Accordingly, the determination of the reward is a subjective determination. The RRP further contains an assurance that the identity of the informant shall be held in confidence.

Global Success of Regulator Driven Public Participation Programmes

The RRP seeks to replicate the public participation models adopted by various nations around the globe. Over the years, this model has proved successful in leveraging public participation to uncover possible legal violations, identify concealed/siphoned off funds/assets and expose acts of bribery. These programmes are particularly attractive since they help bridge the gap between the information available to governmental departments through public records and the defaulters’ attempts to manipulate/contravene the legal framework for their personal gain.

The success of such programmes is evident from the whistleblower programme implemented by the SEC, which encourages individuals to report fraud and misconduct involving security law violations in exchange of a reward. This programme has been implemented under the Securities Exchange Act, 1934 as amended by the Dodd-Frank Wall Street Reform and Consumer Protection Act, 2010. As per the 2022 annual report of the SEC Whistleblower Office, the Commission received over 12,300 whistleblower tips during the financial year and awarded approximately USD229 million in 103 awards.

In Canada, the Ontario Securities Commission (OSC) has also implemented a similar public participation program which encourages individuals to report information on serious securities or derivatives related misconduct to OSC in exchange for a reward. This programme has been launched pursuant to the OSC’s duty under the Securities Act, RSO 1990, to provide protection to investors from unfair, improper or fraudulent practices.

“The RRP is unique to the extent it focuses on tracing assets to recover the penalty, after the violation has been identified and the defaulter has been punished.”

Similarly, South Korea has been successfully using public participation programmes such as the Tax Evasion Informant Reward Programme and the Foreign Financial Account Report Reward Programme to counter attempts by individuals to violate the country’s legal framework for their personal gain.

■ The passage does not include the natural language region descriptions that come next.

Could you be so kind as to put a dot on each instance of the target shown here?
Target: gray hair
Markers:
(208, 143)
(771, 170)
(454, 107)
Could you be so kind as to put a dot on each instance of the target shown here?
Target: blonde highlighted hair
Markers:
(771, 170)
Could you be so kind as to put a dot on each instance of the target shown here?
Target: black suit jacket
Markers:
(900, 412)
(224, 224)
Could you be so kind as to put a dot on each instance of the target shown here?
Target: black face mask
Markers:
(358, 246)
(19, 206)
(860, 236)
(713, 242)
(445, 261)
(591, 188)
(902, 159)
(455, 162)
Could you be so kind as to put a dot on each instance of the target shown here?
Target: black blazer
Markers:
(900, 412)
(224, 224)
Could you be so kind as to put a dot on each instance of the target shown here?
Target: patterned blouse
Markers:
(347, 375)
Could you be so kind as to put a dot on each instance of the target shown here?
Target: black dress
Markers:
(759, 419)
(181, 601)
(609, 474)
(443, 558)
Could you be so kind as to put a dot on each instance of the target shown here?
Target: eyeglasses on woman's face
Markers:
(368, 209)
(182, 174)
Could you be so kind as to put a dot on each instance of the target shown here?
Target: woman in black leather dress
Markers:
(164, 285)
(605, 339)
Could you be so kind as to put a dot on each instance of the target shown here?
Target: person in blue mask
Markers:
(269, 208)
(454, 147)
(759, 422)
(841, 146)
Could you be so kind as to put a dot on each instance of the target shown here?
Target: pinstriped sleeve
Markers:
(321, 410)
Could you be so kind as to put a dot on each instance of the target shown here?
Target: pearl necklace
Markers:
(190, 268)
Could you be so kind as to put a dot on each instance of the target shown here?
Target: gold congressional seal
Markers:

In the past seven years, South Korea has awarded informants rewards aggregating to approximately USD44 million.

SEBI has implemented a programme similar to the model adopted by SEC and OSC, of incentivising individuals to report the violation of securities laws (Chapter IIIA, SEBI(Prohibition of Insider Trading) Regulations, 2015). Other governmental departments in India have also launched public participation schemes to unearth information regarding concealed assets in return for a reward. For instance, the Ministry of Finance has launched public participation programmes to uncover information regarding tax evasion (Income Tax Informants Rewards Scheme, 2018) and benami transactions (Benami Transactions Informants Rewards Scheme, 2018).

While the aforementioned schemes focus on tracing the violation itself, the RRP is unique to the extent it focuses on tracing assets to recover the penalty, after the violation has been identified and the defaulter has been punished.

Recovery – the Road Ahead

It is hoped that the RRP will assist SEBI in addressing its perennial hardship of enforcing the penalty against defaulters who have been successful in surreptitiously hiding their assets to escape liability. It is further expected that the recommendations of the High-Level Committee will also be introduced in the near future, to further strengthen SEBI’s recovery mechanism. The following suggestions may come of assistance to SEBI in further strengthening its enforcement mechanism:

  • introducing of Securities and Exchange Board of India (Recovery) Regulations, setting out a procedure for recovering amounts due;
  • defining the term “property” to provide clarity on the kind of properties which may be attached for the purposes of recovering dues under the certificate drawn up under Section 28A of the SEBI Act;
  • giving the Recovery Officer the power to seek from any person, any information which may be relevant to execution of the certificate of recovery or to any investigation or inquiry by the Recovery Officer; and
  • giving an option to the Central/State government to purchase the attached property at a price not lower than the reserved price, if the property remains unsold in auction.